Trade secret law can protect valuable business and technical information, including internal methods, processes, programs, planning systems, and engineering know-how, as long as that information is actually treated as confidential. That can include scheduling logic, labor forecasting assumptions, optimization rules, and internal AI-supported workflows that give a contractor a competitive advantage.
The key point is that using AI alone does not automatically mean those protections disappear. If a contractor uses AI as an internal tool to help perform work, that does not automatically transfer the underlying model, logic, or proprietary process to the government. The more important question is what the contract requires the contractor to deliver or explain. If the contract is vague about AI outputs, transparency, or explainability, that is where the real risk begins. In other words, the problem is usually not the use of AI itself, but rather that it is unclear contract language that can blur the line between the final work product and the protected internal methods behind it.
Where the real exposure begins
The real exposure usually starts with vague drafting. If a contract requires a schedule, a forecast, a recommendation, or a report, that sounds straightforward. But once a clause starts using broad phrases like AI outputs, explainability, transparency, validation materials, model documentation, or auditable decision support, the scope can widen quickly. Federal AI acquisition and governance memoranda have pushed agencies to strengthen risk management and visibility into AI systems, so contractors should expect more scrutiny around how AI-assisted outputs are generated and controlled.
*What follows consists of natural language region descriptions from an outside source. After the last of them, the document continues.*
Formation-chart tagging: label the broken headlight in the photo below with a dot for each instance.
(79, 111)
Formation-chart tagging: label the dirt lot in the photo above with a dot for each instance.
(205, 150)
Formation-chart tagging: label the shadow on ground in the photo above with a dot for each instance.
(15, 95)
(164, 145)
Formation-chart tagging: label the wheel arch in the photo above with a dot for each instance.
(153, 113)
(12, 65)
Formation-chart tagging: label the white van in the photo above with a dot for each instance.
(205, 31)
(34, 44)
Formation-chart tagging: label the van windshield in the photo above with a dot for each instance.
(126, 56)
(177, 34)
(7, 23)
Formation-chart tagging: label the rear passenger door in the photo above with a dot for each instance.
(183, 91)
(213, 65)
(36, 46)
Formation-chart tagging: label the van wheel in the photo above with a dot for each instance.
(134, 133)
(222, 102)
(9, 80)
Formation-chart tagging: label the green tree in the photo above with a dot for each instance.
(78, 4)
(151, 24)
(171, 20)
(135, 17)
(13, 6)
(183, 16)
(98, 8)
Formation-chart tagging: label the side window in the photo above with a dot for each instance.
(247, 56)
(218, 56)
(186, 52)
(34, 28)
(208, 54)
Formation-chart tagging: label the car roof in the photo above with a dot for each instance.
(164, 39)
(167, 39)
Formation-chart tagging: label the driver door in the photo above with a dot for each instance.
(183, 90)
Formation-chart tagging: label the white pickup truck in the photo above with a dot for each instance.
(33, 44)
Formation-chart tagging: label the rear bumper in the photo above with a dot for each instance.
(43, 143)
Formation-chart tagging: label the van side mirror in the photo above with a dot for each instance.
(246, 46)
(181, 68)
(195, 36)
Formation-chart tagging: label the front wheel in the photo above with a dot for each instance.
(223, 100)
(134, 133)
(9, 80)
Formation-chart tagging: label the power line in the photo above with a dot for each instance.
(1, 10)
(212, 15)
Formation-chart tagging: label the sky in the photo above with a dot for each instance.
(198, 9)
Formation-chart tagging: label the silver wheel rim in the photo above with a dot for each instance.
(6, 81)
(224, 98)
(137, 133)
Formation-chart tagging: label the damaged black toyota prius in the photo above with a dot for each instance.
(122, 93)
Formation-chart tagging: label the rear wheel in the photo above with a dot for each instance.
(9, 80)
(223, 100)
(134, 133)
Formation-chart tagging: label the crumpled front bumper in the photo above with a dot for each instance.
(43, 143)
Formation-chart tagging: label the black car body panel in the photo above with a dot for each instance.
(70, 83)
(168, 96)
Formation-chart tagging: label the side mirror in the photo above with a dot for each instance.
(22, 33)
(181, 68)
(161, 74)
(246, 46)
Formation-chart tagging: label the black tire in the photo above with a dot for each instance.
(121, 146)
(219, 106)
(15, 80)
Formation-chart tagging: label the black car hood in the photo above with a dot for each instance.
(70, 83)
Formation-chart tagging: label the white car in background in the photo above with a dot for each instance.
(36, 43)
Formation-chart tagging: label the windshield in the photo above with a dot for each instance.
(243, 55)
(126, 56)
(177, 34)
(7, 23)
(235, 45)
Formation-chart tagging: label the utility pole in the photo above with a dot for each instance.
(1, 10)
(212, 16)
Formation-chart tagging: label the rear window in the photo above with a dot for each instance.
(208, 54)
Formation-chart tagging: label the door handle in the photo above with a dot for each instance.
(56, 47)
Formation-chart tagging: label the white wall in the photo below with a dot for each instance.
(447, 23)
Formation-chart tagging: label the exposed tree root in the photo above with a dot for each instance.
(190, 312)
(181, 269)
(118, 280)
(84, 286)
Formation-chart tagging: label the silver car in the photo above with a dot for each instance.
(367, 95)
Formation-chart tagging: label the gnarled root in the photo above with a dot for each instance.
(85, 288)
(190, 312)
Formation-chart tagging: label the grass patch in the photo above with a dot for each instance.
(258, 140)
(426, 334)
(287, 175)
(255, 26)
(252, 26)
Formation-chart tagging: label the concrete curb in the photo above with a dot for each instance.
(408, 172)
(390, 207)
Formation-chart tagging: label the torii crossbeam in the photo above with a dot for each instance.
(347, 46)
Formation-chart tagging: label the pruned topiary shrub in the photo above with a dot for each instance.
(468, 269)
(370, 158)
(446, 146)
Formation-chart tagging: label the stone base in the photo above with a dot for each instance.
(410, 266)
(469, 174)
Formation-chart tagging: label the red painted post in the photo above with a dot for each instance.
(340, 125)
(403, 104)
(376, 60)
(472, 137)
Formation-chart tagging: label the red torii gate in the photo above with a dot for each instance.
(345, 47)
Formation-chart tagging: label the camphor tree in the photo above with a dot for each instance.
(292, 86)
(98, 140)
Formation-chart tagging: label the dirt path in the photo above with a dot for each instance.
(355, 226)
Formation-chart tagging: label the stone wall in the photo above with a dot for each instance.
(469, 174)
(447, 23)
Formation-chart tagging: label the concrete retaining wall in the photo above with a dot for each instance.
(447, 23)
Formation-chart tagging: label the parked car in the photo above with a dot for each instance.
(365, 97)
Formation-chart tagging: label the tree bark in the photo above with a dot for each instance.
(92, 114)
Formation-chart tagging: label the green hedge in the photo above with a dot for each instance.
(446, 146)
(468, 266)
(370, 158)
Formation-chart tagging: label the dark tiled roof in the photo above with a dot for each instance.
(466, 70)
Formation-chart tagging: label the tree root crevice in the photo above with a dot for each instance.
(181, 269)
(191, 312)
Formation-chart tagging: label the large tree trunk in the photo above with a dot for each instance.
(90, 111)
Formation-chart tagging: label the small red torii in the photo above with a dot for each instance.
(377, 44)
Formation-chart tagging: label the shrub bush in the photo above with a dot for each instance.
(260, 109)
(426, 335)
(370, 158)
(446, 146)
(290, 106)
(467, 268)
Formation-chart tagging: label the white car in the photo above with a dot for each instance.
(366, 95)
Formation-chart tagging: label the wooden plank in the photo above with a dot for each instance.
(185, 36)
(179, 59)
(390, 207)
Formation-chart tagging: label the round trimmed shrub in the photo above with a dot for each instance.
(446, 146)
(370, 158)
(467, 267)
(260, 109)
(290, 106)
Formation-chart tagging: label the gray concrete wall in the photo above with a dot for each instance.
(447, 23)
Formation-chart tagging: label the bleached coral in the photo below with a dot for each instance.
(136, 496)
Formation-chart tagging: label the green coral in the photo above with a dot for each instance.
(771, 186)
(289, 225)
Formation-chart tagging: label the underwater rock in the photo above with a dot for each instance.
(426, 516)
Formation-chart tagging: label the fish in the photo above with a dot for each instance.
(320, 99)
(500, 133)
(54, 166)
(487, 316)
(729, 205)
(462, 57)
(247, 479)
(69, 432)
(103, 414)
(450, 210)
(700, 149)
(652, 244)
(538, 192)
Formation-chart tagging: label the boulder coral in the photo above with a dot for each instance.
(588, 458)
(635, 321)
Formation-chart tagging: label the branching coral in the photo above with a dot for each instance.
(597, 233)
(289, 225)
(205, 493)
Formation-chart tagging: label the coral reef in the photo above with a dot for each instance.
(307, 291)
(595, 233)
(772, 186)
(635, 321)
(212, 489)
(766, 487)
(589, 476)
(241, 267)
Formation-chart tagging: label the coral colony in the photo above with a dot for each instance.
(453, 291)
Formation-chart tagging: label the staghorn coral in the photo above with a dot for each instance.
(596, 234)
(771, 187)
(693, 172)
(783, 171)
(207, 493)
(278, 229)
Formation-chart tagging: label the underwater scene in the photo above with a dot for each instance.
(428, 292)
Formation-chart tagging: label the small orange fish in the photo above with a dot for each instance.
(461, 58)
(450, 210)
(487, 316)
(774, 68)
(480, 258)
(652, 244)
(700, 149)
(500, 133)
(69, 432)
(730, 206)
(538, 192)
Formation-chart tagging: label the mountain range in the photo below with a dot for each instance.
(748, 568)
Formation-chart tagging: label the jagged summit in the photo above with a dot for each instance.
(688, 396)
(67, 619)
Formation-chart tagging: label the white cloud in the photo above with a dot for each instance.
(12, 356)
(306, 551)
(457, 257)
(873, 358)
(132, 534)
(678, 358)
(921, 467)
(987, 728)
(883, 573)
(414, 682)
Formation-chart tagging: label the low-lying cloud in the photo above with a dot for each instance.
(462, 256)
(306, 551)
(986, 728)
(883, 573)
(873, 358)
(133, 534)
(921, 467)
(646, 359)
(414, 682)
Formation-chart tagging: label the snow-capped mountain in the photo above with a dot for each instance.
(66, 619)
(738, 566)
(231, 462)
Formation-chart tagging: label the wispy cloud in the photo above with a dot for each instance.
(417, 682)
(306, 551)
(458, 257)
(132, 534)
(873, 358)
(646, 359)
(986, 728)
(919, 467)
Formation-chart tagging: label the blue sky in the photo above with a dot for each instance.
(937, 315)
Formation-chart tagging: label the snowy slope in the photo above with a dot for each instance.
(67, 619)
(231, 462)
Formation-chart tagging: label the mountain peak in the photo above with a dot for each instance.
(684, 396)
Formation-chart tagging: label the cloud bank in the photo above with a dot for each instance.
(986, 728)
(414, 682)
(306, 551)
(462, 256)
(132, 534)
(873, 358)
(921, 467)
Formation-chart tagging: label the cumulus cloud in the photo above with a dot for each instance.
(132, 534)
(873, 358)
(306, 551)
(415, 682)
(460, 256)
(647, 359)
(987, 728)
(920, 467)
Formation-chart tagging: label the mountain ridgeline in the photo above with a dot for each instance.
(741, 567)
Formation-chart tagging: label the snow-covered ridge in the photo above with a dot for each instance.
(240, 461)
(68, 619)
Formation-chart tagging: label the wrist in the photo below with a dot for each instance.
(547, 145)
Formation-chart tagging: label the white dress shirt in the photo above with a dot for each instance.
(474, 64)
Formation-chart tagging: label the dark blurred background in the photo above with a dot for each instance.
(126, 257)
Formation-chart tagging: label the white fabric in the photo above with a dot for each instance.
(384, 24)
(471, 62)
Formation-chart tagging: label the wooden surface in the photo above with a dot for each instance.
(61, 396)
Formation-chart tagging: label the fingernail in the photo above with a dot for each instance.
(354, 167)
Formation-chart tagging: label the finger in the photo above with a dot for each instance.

Now that doesn’t mean the government automatically owns your internal methods. However, sloppy definitions can create leverage for broader disclosure requests. When explainability is undefined, a request for an explanation can turn into pressure to reveal assumptions, weighting, workflow logic, source inputs, or other confidential details that give your company its advantage. That is the moment when using AI becomes a practical contract problem instead of a theoretical one.
Why this matters so much on Navy work
Navy and ship repair work is especially sensitive because competitive advantage often lives inside the process rather than the final paper you hand over.
A schedule may look simple on the surface. But behind that schedule may be years of institutional knowledge about drydock congestion, supplier slippage, rework patterns, labor efficiency, overtime impact, sequencing risk, and how to compress an availability without creating failure elsewhere. If an internal AI-assisted tool helps your team turn that experience into better performance, the trade secret value often sits in the method, not just the final output. Under trade secret law, that kind of technical and business process information can qualify for protection when properly safeguarded.
That is why I don’t tell contractors to stop using AI. I tell them to define the boundary between the deliverable and the engine that produced it. If that boundary is not clearly drawn, using AI can shift from a smart business question to an expensive dispute.
A real-world example contractors should recognize
Imagine a ship repair contractor managing overlapping availabilities across limited drydock space. The company uses an internal AI-assisted scheduling tool trained on its own proprietary historical labor patterns, supplier reliability data, rework history, and sequencing behavior. The contract requires the contractor to deliver an updated schedule, and that is exactly what the contractor provides.
At that stage, the issue is not simply that AI was used. The more important question is whether the contract clearly defines what must be delivered and what must be explained. Problems can start when performance pressure builds, and the government wants to know why one availability was sequenced ahead of another. If the contract includes broad or unclear language about AI transparency or explainability, the discussion can quickly move beyond the final schedule and into assumptions, scenario testing, internal weighting, or decision-making logic that the contractor never intended to disclose.
That is how this risk often develops in practice. It isn’t because AI automatically strips away protection. Unclear contract language can blur the line between the final work product and the proprietary methods behind it.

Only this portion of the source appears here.